Thinners

Although the Hybrid Paint Medium will reduce paint to a thinner consistency it has its limits. For example if a paint pile has thickened up on your palette to a caulk-like consistency the Hybrid Medium is not going to reduce this over-thickened paint very easily. Such a case calls for a bigger hammer! These are the safest practical choices.

There are 3 different thinners that I use when necessary in my art work. They are acetone, esters and isopropyl alcohol.

The acetone may seem to be the most toxic. After all it will literally dissolve and strip away almost anything. Yes it is toxic but only if you breathe in huge vapours of it. If all you're doing is cleaning your palette or thinning paint then it's actually much safer than most solvents. The thing with acetone is that when it evaporates in the surrounding air around you it becomes non-toxic and very safe. It is such a simple chemical that it breaks down into harmless components very quickly. We produce acetone in our bodies as part of certain metabolic processes. It is my main cleaning solvent. The danger within acetone is that it is very flammable. Do not use it from large bottles. Decant it outside into small glass bottles for use at the palette. It will dissolve some plastics, not sure which, but play it safe and use glass bottles.
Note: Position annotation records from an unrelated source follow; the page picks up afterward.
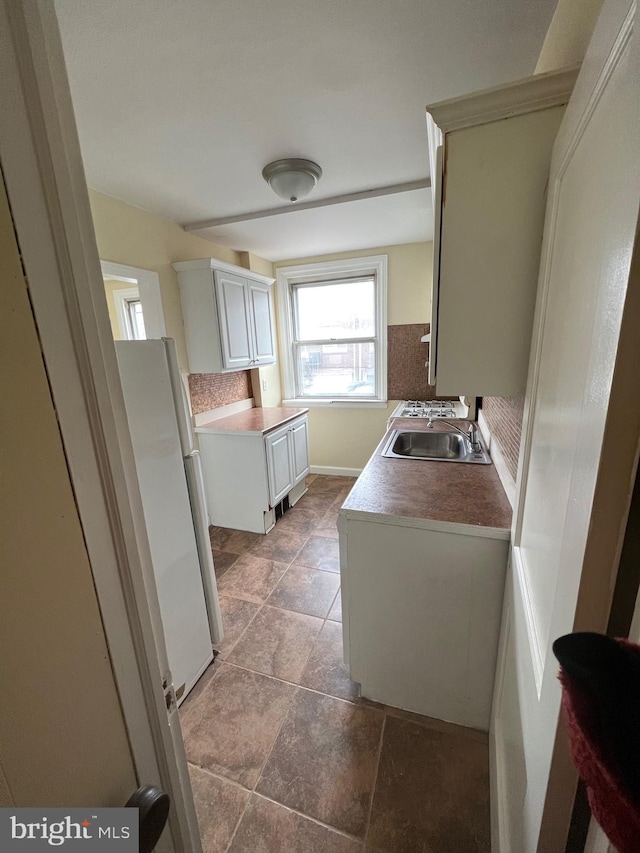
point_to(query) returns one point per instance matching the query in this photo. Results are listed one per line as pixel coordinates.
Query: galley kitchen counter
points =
(434, 495)
(253, 421)
(423, 557)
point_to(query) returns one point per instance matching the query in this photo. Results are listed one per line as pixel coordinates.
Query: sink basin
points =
(440, 446)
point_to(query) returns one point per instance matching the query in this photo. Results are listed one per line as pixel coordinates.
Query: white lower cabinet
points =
(287, 458)
(421, 616)
(246, 475)
(278, 446)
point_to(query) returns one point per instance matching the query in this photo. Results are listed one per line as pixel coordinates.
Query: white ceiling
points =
(180, 104)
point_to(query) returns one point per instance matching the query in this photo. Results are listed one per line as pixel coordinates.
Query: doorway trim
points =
(42, 166)
(148, 284)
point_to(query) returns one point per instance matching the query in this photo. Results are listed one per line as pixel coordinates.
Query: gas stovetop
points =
(434, 409)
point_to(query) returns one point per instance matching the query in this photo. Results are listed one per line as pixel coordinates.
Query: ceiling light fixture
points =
(292, 179)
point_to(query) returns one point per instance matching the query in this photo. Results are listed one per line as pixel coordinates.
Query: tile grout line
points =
(375, 778)
(312, 819)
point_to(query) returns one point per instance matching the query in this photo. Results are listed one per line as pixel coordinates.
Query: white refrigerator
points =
(173, 499)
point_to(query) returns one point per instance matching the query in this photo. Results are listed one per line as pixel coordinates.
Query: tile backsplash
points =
(210, 390)
(407, 377)
(504, 419)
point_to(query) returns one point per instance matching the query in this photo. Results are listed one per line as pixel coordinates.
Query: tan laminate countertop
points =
(253, 421)
(442, 492)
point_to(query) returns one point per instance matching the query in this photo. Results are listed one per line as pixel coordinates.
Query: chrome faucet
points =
(471, 434)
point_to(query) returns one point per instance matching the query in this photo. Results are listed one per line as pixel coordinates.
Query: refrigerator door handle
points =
(195, 483)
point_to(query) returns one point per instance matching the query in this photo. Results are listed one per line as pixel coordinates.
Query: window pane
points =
(136, 319)
(344, 370)
(326, 311)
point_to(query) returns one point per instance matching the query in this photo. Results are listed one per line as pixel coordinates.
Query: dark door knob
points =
(153, 809)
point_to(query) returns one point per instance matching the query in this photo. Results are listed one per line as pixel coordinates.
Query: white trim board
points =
(148, 283)
(335, 472)
(523, 96)
(327, 270)
(45, 182)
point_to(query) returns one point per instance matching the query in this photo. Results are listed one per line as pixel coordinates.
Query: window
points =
(135, 320)
(333, 318)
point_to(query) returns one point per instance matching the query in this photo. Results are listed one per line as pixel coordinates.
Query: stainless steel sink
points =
(440, 446)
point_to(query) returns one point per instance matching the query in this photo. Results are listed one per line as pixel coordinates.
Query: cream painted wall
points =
(129, 235)
(63, 740)
(346, 437)
(569, 34)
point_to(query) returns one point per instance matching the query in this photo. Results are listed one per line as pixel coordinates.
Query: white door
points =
(233, 317)
(261, 317)
(578, 459)
(299, 437)
(278, 464)
(42, 167)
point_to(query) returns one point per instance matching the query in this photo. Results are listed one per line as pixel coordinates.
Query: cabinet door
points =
(299, 450)
(233, 318)
(262, 319)
(278, 464)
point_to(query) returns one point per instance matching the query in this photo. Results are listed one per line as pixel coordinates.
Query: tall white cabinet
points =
(228, 316)
(490, 154)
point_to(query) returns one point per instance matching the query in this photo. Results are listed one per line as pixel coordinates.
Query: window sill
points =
(341, 403)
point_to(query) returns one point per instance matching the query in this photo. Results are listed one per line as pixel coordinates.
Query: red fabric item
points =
(610, 803)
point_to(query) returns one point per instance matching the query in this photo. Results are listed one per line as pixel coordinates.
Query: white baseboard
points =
(335, 472)
(497, 794)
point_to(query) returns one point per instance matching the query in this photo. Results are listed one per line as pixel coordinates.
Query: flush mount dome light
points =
(292, 179)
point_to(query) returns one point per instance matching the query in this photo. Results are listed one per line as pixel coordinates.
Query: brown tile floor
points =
(284, 756)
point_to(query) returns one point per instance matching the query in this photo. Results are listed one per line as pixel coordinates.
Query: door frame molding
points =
(43, 171)
(618, 455)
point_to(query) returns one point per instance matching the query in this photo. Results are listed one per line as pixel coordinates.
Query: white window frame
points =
(148, 285)
(121, 297)
(373, 265)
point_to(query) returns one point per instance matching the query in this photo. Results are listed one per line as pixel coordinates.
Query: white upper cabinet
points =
(490, 154)
(228, 316)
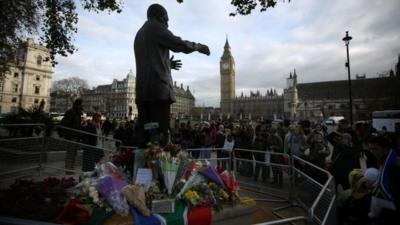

Esters are mono- and di-glycerides of vegetable oils. They are non-toxic and do not evaporate. They are like a very thin oil in consistency. They can burn but only under high temperatures or high pressures. Bio-diesel is a type of ester. These esters that I use are drying oil esters and they will dry slowly to a thin film. In paints they are inert, having no effect unless high amounts are used. High amounts will weaken the paint film so keep the proportions below 50% of the paints' volume. They also enhance the shine of the paint.

Isopropyl alcohol pure (not the 70% at the drug store) is a little more toxic than acetone but still much safer than turpentine. It is a less powerful cleaner than acetone but it can clean plastics without dissolving them like acetone does. It can also thin oil paints but not very well sometimes. Where it shines is in thinning alkyd resins! Especially certain types of alkyds that contain low amounts of oils in their formulation, short oil alkyds for example. It too is very flammable.